Pablo Martinez Monsivais, File, Associated Press
WASHINGTON — President Barack Obama's "pivot" to China's neighborhood and the "reset" in relations with Russia have produced limited results for signature foreign policy initiatives designed to improved America's standing with its former Cold War rivals.
Obama has succeeded in increasing cooperation with Moscow on nuclear arms reduction and shoring up U.S. partnerships in Asia to counter expanding Chinese power. But on other questions crucial to U.S. interests, those countries have proved stubbornly unyielding.
From nuclear-armed North Korea to potentially nuclear-armed Iran, the Obama administration has won only lip-service pronouncements of agreement on the endgames, but little more. U.S. officials say Russia and China supported new penalties on Iran and fresh condemnations, but previous administrations had similar records.
China and Russia have blocked Obama's attempts to get the United Nations to take significant action against Syria's government and ignored U.S. warnings that they will end up on the wrong side of history.
The overtures have left Obama vulnerable to charges that he is being naive or too accommodating to both China and Russia.
Republican critics, including likely presidential nominee Mitt Romney, say the administration has gotten too little in return from Russia for concessions on missile defense and has not pressured China enough on currency and trade disputes that cost American jobs.
Attention turns to China this coming week when Secretary of State Hillary Rodham Clinton and Treasury Secretary Timothy Geithner attend strategic and economic talks in Beijing. Topics will include global economics, the violence in Sudan and maritime claims in Asia's seas.
But threatening to overshadow the discussions is the fate of a blind legal activist who, according to overseas activists, fled house arrest in his Chinese village and is under the protection of American officials. The escape by Chen Guangcheng, who has exposed forced abortions and sterilizations in villages as a result of China's one-child policy, underscores the fundamental differences between the two countries on human rights,
The U.S. and Chinese governments have not confirmed reports that he sought protection at the U.S. Embassy in Beijing.
Since Obama took office, China's booming economy has driven global growth while the U.S. has struggled to emerge from its worst economic downturn since the Great Depression.
Greater Chinese assertiveness has resulted in clashes with the U.S. over naval vessels in the Yellow Sea and American exporters trading with Taiwan; with Japan over fishing rights; and with Southeast Asian nations over claims to the resource-rich South China Sea.
Washington's chief complaint, however, has been Beijing's shielding of North Korea from harsher condemnation and punishment for its nuclear weapons program and provocations that nearly plunged the Korean peninsula into war two years ago.
Previous rounds of the U.S.-China dialogue have been hailed as productive and have included new educational and scientific exchanges. They haven't resolved points of contention over Taiwan, Tibet and human rights.

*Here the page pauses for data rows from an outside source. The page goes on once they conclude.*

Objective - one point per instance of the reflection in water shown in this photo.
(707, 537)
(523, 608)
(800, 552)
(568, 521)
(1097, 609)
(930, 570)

U.S. arms sales to Taiwan, which Beijing regards as a renegade province, still rankle China, and the irritation could grow worse with the emergence of a White House letter that raises the possibility the U.S. could sell new jet fighter aircraft to the island nation. Also, U.S. demands for greater respect for human rights and Tibetan culture have fallen on deaf ears.
With the Iraq war over and combat operations in Afghanistan ending over the next couple of years, the recalibrated focus on Asia directs American military might and diplomatic energy to booming markets such as China, India and Indonesia. More than half of the world's population lives in Asia, which is seen as the future center of the world economy.